Inside the velvet glove of sympathy offered by fellow members was an iron fist. “The agency behaved in an amateurish fashion,” Jeff Laurie commiserated. ” They created a campaign for themselves and not for their client.”

But he added that Adam should have objected to the misdirected creative before it ran and demanded that the agency re-do it.

“All of your comments seem to be made with hindsight,” observed Karl Zetmeir. “When you start viewing promotions with foresight and with this same clarity, then you’ll be an ad man! If you took the order, you have the responsibility to make it work. And sometimes that means saying ‘NO!'”
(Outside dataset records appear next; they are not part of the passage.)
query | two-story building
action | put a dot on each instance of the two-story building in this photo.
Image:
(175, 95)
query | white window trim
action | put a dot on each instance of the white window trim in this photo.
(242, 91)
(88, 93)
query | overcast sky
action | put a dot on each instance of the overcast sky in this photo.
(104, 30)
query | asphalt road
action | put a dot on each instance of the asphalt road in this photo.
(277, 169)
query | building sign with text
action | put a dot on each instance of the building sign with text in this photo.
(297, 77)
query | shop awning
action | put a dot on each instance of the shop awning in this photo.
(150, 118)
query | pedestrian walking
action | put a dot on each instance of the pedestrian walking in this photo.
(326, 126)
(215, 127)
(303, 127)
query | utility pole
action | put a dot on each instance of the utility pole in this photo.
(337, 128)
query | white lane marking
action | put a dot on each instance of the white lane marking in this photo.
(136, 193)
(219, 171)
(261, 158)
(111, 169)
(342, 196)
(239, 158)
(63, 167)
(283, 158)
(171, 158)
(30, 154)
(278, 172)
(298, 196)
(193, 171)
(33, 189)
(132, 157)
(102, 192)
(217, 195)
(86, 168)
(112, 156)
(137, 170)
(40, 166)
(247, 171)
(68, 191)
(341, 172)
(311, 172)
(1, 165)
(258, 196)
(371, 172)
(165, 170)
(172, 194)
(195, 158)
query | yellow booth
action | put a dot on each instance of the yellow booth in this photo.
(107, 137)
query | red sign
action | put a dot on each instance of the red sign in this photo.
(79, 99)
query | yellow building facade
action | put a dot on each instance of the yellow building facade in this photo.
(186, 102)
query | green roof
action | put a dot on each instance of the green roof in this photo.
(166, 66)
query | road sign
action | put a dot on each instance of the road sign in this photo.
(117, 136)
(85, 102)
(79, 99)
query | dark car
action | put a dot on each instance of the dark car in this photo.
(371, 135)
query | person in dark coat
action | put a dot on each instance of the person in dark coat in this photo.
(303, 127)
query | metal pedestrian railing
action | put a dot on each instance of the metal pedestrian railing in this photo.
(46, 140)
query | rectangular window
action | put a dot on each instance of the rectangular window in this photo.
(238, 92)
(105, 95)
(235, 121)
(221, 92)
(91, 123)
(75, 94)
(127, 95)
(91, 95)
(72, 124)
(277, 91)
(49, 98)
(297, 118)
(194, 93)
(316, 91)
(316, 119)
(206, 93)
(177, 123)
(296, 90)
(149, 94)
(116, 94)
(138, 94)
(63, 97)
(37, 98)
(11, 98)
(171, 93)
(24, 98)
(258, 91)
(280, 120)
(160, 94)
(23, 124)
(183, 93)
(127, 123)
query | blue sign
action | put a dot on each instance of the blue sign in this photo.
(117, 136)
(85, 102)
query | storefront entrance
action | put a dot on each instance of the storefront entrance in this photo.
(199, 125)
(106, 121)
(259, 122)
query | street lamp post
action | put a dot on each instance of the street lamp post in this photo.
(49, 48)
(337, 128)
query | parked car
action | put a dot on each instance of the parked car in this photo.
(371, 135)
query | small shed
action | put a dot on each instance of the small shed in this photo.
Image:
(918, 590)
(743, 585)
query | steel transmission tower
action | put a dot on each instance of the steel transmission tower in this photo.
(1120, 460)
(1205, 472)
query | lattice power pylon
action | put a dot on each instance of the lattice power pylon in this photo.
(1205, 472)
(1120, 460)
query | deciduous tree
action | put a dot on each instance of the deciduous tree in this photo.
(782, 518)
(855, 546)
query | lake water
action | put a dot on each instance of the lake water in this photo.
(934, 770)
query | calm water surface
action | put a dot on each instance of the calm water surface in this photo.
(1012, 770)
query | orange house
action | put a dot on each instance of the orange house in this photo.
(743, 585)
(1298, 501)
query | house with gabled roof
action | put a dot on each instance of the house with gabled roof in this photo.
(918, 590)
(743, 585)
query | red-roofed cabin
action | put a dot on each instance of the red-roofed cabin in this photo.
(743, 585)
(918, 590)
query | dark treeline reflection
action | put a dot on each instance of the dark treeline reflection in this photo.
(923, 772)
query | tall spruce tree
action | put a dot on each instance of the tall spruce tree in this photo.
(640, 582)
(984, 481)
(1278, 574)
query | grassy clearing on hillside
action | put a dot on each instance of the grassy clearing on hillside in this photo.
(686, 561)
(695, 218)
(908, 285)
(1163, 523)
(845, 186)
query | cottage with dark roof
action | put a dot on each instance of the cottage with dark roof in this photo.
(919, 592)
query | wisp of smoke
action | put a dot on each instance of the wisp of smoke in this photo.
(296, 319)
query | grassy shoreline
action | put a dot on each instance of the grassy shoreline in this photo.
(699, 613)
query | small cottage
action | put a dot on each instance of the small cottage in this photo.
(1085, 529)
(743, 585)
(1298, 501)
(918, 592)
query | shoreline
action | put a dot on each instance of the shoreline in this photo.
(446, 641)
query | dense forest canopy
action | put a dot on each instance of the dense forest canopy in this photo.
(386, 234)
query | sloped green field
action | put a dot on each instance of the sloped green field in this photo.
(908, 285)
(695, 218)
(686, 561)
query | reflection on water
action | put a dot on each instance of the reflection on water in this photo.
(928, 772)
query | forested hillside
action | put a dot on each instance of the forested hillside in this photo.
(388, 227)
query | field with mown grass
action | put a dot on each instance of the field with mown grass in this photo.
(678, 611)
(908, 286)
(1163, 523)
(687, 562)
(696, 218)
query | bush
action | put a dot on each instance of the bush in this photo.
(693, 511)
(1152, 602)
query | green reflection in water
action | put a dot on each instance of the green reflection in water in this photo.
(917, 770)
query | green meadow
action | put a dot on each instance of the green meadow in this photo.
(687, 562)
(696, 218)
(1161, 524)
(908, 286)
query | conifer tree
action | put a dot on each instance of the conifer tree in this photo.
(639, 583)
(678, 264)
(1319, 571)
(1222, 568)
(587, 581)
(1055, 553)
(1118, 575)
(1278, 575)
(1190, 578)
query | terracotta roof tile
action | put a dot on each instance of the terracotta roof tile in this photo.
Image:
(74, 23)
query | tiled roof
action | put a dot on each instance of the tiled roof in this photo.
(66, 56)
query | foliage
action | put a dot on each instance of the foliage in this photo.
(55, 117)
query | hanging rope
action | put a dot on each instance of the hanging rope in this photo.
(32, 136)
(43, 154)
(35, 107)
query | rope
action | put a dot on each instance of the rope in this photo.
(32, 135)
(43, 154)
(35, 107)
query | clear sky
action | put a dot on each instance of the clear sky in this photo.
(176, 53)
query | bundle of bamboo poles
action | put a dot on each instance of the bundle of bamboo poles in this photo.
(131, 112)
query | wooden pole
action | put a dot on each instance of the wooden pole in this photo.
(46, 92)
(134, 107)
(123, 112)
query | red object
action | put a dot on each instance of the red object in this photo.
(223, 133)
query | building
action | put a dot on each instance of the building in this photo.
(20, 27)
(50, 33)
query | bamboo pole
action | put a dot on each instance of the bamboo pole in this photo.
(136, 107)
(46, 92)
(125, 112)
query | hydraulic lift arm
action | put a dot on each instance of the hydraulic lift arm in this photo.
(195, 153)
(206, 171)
Online Ads — Banner Positioning

On Online Ads, Thomas Deelman reported on research that indicated left side or right side doesn’t make any difference. Graeme Levin said his bottom banners consistently perform at less than 50 percent of the top banners; ditto from Chris Bertchie and Adrian Funnell. Chris advised selling the bottom position on a cost-per-click basis. Adrian likes CMPnet’s idea of giving away the bottom position as a bonus to advertisers who take the top, which effectively cuts the CPM (cost per thousand impressions) rate in half.

Word of Mouth

Andre van Gastel doesn’t think using .exe files to brand or sell is a wise idea. “We pondered the potential, when we got a hold of the coke.exe file, and decided against it when one of our fine fellows had taken ten minutes to add a few lines of DOS DISK commands and “voila,” virus enabled .exe that looks like the original piece.

“What image would be associated with the company that passed this around? I would not only cringe when I saw the red and white cans, but probably make an effort to steer my car into every Coke machine I could find!”

Rob’s $40k Idea

Rob Fisher thinks he may be on to something. Other Online Ads members don’t share his enthusiasm. Suppose he were to buy a key word category on major portals, create a generic ad for the category and point the ad to a one-page site on which a user would find multiple ads for vendors in the category? Spend $40k for the category and sell $60k (four at $15k) worth of ads to the vendors. Slick, eh?

“Why would a company pay you $15k for only the impressions from the click-through on the banner on the portal when they could pay $15k to the portal and get impressions directly?” asked Todd Baker.

It’s Spam, and it’s deceptive, wrote Thom Forbes. “When someone types ‘golf,’ (Rob’s example) she’s not looking for advertising. She’s looking for editorial content.”

“Yes, you might get a lot of traffic, yes you might be able to sell those spots, but I doubt the advertisers would really be getting what they wanted,” Jim Reardon wrote. “Only the bottom of the barrel won’t realize the site for what it is, just a bunch of junk.”